Gestão Orçamentária em Ano Eleitoral

No contexto de preparação para as eleições, Daniel Izaias de Carvalho, secretário de Economia do Distrito Federal, destacou em entrevista ao CB.Poder — uma colaboração entre Correio e TV Brasília — a importância de uma gestão orçamentária que permita a execução regular das políticas públicas. “O governador Ibaneis Rocha tem como objetivo entregar as contas públicas de 2026 em ordem”, afirmou, durante a conversa com as jornalistas Ana Maria Campos e Samanta Sallum, referindo-se à prioridade do último ano do seu mandato.

Além de abordar a arrecadação tributária crescente em 2025, que incluiu aumentos em ICMS e ISS, o secretário também questionou a necessidade do decreto nº 48.172, assinado pelo governador em 20 de janeiro de 2026, que reorganiza despesas e pede que os órgãos do governo “apertem o cinto”.

Crescimento e Desafios da Arrecadação

No entanto, Ibaneis Rocha acredita firmemente que seu governo é um dos mais bem-sucedidos da história do DF, principalmente pela revolução na área da infraestrutura e pelo aumento significativo do orçamento destinado à assistência social, que saltou de R$ 300 milhões para quase R$ 1 bilhão. Além disso, o governador conseguiu quitar a terceira parcela do reajuste salarial dos servidores, que estava pendente, e contratou mais de 37 mil novos funcionários, além de implementar um plano de saúde para a categoria.

Uma questão que persiste é a definição de quais áreas sofrerão contingenciamento e quais serão preservadas. “Precisamos cadenciar a execução do orçamento para que as políticas públicas sejam implementadas de maneira contínua. O decreto que emitimos recentemente é uma prática comum todos os anos para programação financeira orçamentária. Quando o ano começa, temos um novo orçamento em que R$ 74 bilhões serão utilizados ao longo dos meses. Entretanto, não recebemos essa quantia integralmente no primeiro dia do ano; arrecadamos aos poucos”, explicou Carvalho.

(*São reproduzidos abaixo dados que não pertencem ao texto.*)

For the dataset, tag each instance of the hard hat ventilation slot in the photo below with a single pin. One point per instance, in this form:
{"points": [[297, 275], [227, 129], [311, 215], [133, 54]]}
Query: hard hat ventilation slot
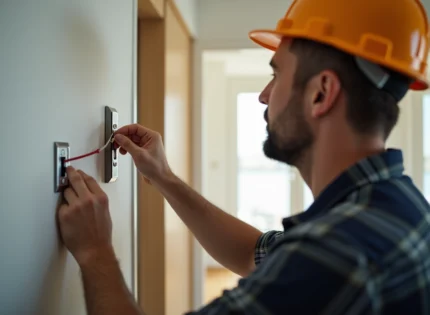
{"points": [[395, 84]]}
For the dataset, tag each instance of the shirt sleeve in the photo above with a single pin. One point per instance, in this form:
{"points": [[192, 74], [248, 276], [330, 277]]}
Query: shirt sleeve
{"points": [[308, 276], [265, 241]]}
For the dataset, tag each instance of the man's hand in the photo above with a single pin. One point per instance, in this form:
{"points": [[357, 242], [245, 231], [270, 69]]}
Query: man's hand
{"points": [[85, 222], [146, 148]]}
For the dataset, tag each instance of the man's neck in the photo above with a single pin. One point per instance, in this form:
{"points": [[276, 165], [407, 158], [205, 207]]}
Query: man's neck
{"points": [[326, 161]]}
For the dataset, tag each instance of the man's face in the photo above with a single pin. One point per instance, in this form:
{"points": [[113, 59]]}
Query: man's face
{"points": [[289, 132]]}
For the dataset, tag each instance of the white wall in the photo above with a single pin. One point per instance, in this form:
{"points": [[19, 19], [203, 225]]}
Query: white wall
{"points": [[61, 62], [188, 10]]}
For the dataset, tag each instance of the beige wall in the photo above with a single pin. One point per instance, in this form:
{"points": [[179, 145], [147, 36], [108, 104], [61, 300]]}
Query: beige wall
{"points": [[164, 89], [177, 144]]}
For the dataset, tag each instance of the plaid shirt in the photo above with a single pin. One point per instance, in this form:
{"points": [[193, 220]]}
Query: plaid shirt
{"points": [[363, 247]]}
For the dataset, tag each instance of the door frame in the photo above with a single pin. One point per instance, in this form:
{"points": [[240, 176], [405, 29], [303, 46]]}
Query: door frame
{"points": [[251, 84]]}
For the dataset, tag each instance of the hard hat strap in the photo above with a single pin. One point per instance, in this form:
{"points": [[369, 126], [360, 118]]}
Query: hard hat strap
{"points": [[390, 82]]}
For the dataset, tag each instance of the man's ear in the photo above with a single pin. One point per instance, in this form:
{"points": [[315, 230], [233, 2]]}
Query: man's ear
{"points": [[326, 89]]}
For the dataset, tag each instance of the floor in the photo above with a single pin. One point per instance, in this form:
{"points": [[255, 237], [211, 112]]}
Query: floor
{"points": [[217, 280]]}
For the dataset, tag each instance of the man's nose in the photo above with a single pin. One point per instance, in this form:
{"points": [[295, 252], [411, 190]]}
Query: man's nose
{"points": [[264, 96]]}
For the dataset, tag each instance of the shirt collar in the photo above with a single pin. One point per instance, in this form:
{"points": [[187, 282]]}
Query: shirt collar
{"points": [[375, 168]]}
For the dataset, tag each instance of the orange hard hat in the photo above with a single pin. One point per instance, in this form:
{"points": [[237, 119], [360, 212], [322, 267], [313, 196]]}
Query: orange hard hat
{"points": [[392, 34]]}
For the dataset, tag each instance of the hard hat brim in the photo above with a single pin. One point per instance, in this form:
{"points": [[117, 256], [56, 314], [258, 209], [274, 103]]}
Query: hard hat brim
{"points": [[271, 39]]}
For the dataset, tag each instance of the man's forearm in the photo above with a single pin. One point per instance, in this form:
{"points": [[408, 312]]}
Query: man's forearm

Ele acrescentou que é crucial ajustar as despesas conforme a entrada dos recursos, o que justifica a liberação gradual das cotas financeiras para as unidades orçamentárias durante o ano, evitando gastos excessivos em relação à arrecadação. Esse procedimento, segundo novo, é uma prática anual, mas ganhou destaque devido ao ano eleitoral.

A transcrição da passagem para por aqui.